I took the day off to go phishing, I mean fishing in the mighty Merrimack river today and I have some pics up if you are interested in that kind of stuff.

Unknown said...

I agree with everything you wrote in your post. I will say the Steven Eisman goes out of his way to avoid direct comparisons between for-profit and not for profit education. For example, he compares industry growth to the historical
rate of traditional post secondary education" and the operating margin vs. other companies that receive major government contracts".

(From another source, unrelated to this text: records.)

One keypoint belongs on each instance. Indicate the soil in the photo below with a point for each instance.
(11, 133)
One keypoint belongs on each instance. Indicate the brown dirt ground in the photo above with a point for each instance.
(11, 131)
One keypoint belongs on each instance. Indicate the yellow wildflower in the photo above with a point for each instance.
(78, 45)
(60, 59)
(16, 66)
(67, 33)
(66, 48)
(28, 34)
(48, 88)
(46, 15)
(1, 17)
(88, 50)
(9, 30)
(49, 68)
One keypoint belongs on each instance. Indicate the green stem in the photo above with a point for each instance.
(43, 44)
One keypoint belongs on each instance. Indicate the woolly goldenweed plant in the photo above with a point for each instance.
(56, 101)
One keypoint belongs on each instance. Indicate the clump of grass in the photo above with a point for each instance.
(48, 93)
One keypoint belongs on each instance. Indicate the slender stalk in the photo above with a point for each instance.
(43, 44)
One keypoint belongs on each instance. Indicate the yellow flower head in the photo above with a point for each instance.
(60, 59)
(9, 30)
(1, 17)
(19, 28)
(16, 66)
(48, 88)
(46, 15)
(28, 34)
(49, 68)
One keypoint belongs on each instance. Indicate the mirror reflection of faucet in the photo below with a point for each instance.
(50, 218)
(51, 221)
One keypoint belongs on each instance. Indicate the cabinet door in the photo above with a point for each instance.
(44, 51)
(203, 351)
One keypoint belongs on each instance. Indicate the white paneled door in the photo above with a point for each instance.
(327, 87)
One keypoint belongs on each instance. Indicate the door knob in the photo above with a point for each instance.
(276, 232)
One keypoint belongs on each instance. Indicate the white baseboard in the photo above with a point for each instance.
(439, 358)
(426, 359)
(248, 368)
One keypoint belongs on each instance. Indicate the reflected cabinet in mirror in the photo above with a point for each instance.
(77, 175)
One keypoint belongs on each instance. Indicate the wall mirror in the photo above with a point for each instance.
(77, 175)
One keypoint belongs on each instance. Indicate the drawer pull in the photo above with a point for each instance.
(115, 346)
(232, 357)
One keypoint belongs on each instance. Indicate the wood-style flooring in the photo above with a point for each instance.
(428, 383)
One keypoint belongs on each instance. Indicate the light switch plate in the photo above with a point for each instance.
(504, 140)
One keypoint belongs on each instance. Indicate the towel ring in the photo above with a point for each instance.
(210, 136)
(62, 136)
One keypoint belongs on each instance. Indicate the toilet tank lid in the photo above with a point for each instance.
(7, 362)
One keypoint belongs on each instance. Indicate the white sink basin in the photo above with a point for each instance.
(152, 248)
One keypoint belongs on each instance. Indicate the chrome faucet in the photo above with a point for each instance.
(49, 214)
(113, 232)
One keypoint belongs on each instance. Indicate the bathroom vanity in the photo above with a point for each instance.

There is a big problem with the government guarantee of student loans, but I get nervous when people attack "for profit" companies and ignore state run institutions.

Kid Dynamite said...

sure bernard - and someone wishing to argue the opposite point as Eisman has to make arguments with data and logic, not just attempt to nullify his arguments by attacking him personally or attacking his motives. attack the LOGIC - attack the DATA! attack the THESIS!

Daniel said...

What are some of the symbols so I can short them tomorrow?

Anonymous said...

Per Eisman, ""The bottom line is that as long as the government continues to flood the for profit education industry with loan dollars AND the risk for these loans is borne solely by the students and the government...". This seems to me to be the major problem with Eisman's short. He is depending on the gobvernment to do the right thing. I have never made any money betting on that. Even whent he government opens an investigation, their track record is attrocious. See Einhorn's book re: Allied Capital, for ahow long it can take for the government to do what is right. Does anyone disagree?

Kid Dynamite said...

yep - if the rules don't change, the behavior (and the profits) probably won't change either. Eisman acknowledged that point in his Ira Sohn presentation several weeks ago.